Boger started the show when she was president of Artists Link. Originally, the art was just by members. Today, other artists participate. In past years, Jerry “The King” Lawler was one of the contributing artists.
Incognito now features the “quick bid.” People can come in and “buy something off the bat for $250. They don’t have to go through the bidding process.”
This year, Boger says, “Barbara Tigrett, Connie Lampen, and Jane Croy sold their pieces within 15 minutes.”
About $8,000 was raised in the sale of artwork and another $1,500 in ticket sales, Boger says.
WKNO’s Kacky Walton has been the emcee for the past three years.
About 500 people turned out for the opening reception of the “Enough: Me Too Exhibit,” which was held January 25th at Memphis College of Art.
Tawny Skye curated the show and also was one of the 25 artists who exhibited work. She is owner of Femme Pots, where pottery is sold to raise money for the Rape, Abuse & Incest National Network (RAINN).
“This is the second one I’ve done in the last year,” Skye says. “I’ve been making my art work about rape culture about four years. [It’s] basically a culture that facilitates and perpetuates the idea that rape is okay.
“For instance, I did a series — my ‘Weapons’ series — to talk about how women are being used as weapons of war. Way back, when armies would infiltrate countries, they would rape women and impregnate women so it would taint the culture. By their standards.
“I decided I wanted to make work that would talk about how strong survivors are and how coming together will help us. And finding the beauty in pain.
“I made these vessels that resembled fertility figures to kind of change the definition of women’s role. In these vessels, I fermented in wine clothing I wore when I was raped. So, they became vessels that took on my pain with me.
“From 7 to 11 my family member was molesting me. And when I was 18 I was raped. And I started remembering my childhood.”
One purpose of the “Enough: Me Too Exhibit” was to give other artists a voice, Skye says. “I was really angry and fed up with the art community not separating the art from the artists. There are some artists in the community who have assaulted women and galleries are aware of it and they’re still showing their work. And I think it’s wrong. There are so many artists out there who haven’t done those things who need exposure. As someone curating, I should be someone providing platforms for people who deserve it.
“The purpose is to provide a platform for people who deserve it, but also to help other survivors know they’re not alone in their struggle.”
Singer-songwriter Louise Page performed songs from her upcoming album.

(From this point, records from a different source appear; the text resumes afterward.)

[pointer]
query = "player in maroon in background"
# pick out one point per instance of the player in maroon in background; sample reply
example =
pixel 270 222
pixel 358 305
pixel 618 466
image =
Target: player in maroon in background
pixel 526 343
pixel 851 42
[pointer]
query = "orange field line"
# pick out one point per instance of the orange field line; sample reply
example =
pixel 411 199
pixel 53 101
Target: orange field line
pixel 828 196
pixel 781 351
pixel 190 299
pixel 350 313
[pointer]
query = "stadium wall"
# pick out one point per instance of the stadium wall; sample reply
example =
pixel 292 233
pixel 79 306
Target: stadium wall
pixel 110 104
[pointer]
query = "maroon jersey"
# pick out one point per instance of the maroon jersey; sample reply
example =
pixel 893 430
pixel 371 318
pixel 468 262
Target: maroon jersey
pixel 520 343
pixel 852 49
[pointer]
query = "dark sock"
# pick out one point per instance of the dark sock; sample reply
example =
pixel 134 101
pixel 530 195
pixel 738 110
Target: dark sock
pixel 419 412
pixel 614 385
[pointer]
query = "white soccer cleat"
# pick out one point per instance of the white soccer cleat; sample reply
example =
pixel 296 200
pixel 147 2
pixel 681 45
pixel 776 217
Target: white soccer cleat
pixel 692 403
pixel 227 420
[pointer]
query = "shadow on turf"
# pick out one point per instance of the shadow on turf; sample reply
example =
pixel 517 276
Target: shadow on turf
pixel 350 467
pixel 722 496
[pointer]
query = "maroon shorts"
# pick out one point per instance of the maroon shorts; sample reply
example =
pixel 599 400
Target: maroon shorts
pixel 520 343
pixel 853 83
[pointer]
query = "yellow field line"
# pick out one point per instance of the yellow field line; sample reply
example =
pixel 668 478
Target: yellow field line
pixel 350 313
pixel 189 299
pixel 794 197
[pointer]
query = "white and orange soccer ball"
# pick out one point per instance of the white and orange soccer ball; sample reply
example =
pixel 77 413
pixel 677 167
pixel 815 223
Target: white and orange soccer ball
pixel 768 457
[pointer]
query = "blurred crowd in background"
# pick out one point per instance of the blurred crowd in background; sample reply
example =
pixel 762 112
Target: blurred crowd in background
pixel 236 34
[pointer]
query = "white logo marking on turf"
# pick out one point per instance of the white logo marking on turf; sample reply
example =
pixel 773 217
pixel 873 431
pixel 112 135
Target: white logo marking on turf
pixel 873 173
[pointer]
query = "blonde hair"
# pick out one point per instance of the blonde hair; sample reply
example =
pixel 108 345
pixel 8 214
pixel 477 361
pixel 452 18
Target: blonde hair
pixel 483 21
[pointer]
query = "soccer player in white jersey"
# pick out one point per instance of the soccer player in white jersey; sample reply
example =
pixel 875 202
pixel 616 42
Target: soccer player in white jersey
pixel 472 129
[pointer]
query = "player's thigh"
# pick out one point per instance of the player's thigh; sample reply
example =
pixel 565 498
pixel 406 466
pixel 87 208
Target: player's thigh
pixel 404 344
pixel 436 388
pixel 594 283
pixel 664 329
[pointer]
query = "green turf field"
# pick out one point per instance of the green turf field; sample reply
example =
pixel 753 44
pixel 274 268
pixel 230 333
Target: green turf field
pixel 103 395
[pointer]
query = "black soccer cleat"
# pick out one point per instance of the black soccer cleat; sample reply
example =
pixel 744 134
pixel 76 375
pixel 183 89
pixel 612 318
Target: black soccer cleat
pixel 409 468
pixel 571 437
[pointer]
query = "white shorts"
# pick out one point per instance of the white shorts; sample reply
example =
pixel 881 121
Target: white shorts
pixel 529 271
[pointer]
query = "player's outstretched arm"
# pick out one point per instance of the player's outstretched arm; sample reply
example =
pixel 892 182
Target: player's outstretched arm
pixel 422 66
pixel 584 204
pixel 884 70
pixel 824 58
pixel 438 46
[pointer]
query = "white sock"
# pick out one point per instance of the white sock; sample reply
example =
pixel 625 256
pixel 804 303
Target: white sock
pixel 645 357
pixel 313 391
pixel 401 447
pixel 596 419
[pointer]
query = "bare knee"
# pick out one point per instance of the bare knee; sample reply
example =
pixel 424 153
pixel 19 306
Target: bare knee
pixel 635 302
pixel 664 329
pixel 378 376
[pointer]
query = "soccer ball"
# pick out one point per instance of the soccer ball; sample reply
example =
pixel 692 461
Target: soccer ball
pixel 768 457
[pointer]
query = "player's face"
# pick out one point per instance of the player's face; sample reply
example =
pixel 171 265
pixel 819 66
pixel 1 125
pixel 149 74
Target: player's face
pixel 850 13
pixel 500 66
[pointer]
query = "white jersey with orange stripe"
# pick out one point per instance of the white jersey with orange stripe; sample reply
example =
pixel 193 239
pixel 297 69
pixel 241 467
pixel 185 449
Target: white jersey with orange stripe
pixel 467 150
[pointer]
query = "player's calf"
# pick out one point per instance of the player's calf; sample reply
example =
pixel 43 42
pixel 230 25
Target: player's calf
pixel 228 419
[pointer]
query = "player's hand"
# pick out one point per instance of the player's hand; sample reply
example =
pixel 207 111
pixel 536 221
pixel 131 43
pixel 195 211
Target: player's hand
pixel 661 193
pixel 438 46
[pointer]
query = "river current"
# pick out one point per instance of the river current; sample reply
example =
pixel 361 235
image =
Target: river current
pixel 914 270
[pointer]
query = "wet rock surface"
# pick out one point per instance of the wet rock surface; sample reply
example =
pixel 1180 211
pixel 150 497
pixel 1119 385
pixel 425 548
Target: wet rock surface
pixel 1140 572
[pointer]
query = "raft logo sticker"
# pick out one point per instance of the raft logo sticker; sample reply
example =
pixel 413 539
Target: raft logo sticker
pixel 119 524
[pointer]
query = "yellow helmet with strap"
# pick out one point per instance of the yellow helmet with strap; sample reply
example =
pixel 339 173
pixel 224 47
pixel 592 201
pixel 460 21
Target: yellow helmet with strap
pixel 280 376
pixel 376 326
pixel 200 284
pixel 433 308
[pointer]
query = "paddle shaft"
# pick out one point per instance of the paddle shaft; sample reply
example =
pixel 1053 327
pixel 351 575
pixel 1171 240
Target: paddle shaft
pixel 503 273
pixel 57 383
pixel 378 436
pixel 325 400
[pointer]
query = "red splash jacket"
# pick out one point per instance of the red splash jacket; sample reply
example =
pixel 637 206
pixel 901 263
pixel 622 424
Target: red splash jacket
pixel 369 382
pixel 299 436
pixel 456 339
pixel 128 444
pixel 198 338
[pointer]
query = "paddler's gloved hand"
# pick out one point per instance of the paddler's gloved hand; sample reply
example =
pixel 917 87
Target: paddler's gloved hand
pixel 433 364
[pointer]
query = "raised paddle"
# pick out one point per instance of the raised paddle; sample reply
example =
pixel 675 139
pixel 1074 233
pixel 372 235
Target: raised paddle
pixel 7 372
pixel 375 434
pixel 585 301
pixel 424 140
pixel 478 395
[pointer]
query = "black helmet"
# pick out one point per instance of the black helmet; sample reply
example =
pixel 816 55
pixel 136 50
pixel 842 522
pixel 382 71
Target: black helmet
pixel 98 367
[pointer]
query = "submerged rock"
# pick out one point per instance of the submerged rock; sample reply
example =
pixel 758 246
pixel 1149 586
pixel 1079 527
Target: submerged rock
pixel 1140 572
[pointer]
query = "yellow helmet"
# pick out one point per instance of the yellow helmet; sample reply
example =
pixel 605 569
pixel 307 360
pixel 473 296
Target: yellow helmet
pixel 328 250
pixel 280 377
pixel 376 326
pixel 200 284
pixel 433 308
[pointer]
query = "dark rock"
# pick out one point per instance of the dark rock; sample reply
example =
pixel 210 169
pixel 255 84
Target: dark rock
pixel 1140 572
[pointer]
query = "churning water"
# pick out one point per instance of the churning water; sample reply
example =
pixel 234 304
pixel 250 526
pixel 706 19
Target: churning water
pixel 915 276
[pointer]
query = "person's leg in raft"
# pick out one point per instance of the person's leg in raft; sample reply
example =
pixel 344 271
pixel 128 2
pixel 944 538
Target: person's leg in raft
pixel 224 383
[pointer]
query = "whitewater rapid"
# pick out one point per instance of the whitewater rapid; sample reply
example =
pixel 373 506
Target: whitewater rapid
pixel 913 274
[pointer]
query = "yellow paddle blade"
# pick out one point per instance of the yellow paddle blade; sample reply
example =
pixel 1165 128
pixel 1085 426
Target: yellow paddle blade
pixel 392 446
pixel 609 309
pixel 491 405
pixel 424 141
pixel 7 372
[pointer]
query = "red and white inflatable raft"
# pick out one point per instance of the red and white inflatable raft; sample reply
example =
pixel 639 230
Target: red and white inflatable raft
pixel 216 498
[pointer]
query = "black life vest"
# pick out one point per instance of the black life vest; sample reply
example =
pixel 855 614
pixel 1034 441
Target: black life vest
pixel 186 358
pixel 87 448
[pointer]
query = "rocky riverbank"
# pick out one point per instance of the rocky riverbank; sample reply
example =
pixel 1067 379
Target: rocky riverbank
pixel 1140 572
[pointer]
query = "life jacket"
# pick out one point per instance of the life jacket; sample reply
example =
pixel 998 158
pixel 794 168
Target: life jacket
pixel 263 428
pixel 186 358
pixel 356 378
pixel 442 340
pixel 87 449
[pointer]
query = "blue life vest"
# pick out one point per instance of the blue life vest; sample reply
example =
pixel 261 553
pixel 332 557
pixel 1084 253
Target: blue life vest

Describing one of them, “Uncanny Valley,” Page says the term “uncanny valley” applies to “things that look very close to human, but are not and that instinctively creeps us out. It’s why people are creeped out by dolls, mannequins, certain kinds of animals. Because they fall in the ‘uncanny valley.’ Things that almost look human, but are not.“
Women, she says, “are sort of shunted into the ‘uncanny valley’ in terms of what is expected of them physically and emotionally. Like you’re almost expected to not be human.”
Another song, “Paw in the Honey,” also was relevant to the show, Page says. “It expressed the feeling of frustration about being constantly sexualized.”